Prof Erwiza menjelaskan, dalam pemahaman kebanyakan, sejarah adalah sejarah dalam makna ingatan. Apa yang (dapat) diingat tentang masa lampau itu adalah sejarah. Sudah barang tentu ingatan bersifat terbatas dan tidak sepenuhnya memuat kebenaran mutlak. Tetapi bukan berarti itu tidak berguna. Justru berangkat dari ingatan itulah biasanya orang lalu bergerak maju untuk seius menggali, memverifikasi, menemu-ciptakan dan menjadikanya sebagai kerja penelitian secara serius.

“Mulailah dari hal-hal kecil tentang individu masyarakat, budaya, pengetahuan, seperti sejarah kampung-kampung di Jambi, silang budaya antar etnis, pusat keramaian, seperti pasar, panggung pertunjukan, dan tempat-tempat bersejarah lainya, migrasi dan geliat ekonomi warga, serta sejarah keluarga. Mulailah dari periodesasi terdekat sejak kemerdekaan hingga saat ini. Bukan melulu sejarah dalam narasi-narasi besar seperti perang, peralihan kekuasaan, dan heroisme tokoh pejabat dalam panggung-panggung sejarah. Nah, dari situ, jika konsisten dilakukan, kita bakal memiliki data sejarah yang melimpah sekaligus menarik dibaca oleh masyarakat saat ini,” ungkapnya.

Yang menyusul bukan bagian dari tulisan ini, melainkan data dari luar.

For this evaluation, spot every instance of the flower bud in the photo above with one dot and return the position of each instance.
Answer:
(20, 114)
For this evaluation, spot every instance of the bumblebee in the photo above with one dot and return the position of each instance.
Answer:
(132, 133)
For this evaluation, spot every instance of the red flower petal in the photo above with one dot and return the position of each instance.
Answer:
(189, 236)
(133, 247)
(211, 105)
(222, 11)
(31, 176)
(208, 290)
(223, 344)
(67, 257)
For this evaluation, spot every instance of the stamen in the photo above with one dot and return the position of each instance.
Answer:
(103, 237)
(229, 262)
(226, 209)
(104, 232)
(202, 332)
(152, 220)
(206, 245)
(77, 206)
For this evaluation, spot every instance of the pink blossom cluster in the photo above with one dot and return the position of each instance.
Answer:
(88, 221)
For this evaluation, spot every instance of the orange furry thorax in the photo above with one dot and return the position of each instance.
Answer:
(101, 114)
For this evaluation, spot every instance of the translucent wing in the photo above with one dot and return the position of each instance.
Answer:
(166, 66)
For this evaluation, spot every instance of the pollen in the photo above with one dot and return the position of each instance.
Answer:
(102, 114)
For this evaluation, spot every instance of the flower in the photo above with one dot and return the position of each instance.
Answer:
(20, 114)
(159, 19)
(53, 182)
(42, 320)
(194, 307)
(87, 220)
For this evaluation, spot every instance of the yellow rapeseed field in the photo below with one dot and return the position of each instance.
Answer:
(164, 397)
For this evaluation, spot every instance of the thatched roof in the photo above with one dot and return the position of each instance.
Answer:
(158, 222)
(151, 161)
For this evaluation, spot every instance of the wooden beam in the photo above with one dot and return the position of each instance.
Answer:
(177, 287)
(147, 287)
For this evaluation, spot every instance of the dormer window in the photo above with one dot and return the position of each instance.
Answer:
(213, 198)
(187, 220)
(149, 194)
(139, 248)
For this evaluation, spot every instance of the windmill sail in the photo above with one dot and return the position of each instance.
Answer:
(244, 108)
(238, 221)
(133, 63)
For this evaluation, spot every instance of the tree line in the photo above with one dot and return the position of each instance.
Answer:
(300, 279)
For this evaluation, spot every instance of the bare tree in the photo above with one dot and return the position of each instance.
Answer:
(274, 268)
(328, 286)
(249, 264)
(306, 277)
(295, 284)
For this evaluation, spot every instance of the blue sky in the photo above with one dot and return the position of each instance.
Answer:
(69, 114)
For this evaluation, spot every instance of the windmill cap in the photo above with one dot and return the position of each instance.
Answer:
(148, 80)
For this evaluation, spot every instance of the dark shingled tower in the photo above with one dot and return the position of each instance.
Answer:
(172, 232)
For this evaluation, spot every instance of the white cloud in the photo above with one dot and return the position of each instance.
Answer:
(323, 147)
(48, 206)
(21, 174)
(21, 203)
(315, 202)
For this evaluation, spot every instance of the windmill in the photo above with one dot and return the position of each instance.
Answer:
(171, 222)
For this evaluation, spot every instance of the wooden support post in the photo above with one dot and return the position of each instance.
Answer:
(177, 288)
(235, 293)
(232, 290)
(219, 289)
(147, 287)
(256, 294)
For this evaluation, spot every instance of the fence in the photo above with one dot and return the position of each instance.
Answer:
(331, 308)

Apa aktivitas Anda sekarang?

Tak ada yang berubah. Saya masih menulis dan melakukan penelitian, baik itu dari internal LIPI atau pun yang bersifat kerjasama dengan lembaga-lembaga di luar LIPI, baik dalam maupun luar negeri.

Di akhir obrolan dan sebelum saya berpamitan, Prof Erwiza bertanya kepada saya, apakah generasi muda Jambi masih tertarik dengan sejarah Jambi. Saya menjawab, geliat beberapa kelompok muda di Jambi, baik di dalam mupun luar kampus, terus menguat. Meski secara umum menunjukkan sejarah masih untuk dihapal. Bukan untuk dimengerti apatahlagi diapresiasi dan diteliti secara serius-berkesinambungan. Tapi yang jelas, pertanyaan Prof. Erwiza ini selalu relevan mengingatkan kita bersama bahwa sejarah adalah guru kehidupan (historia magistre vitae).

*Tulisan ini terbit pertama kali di kajanglako.com pada 12 September 2017.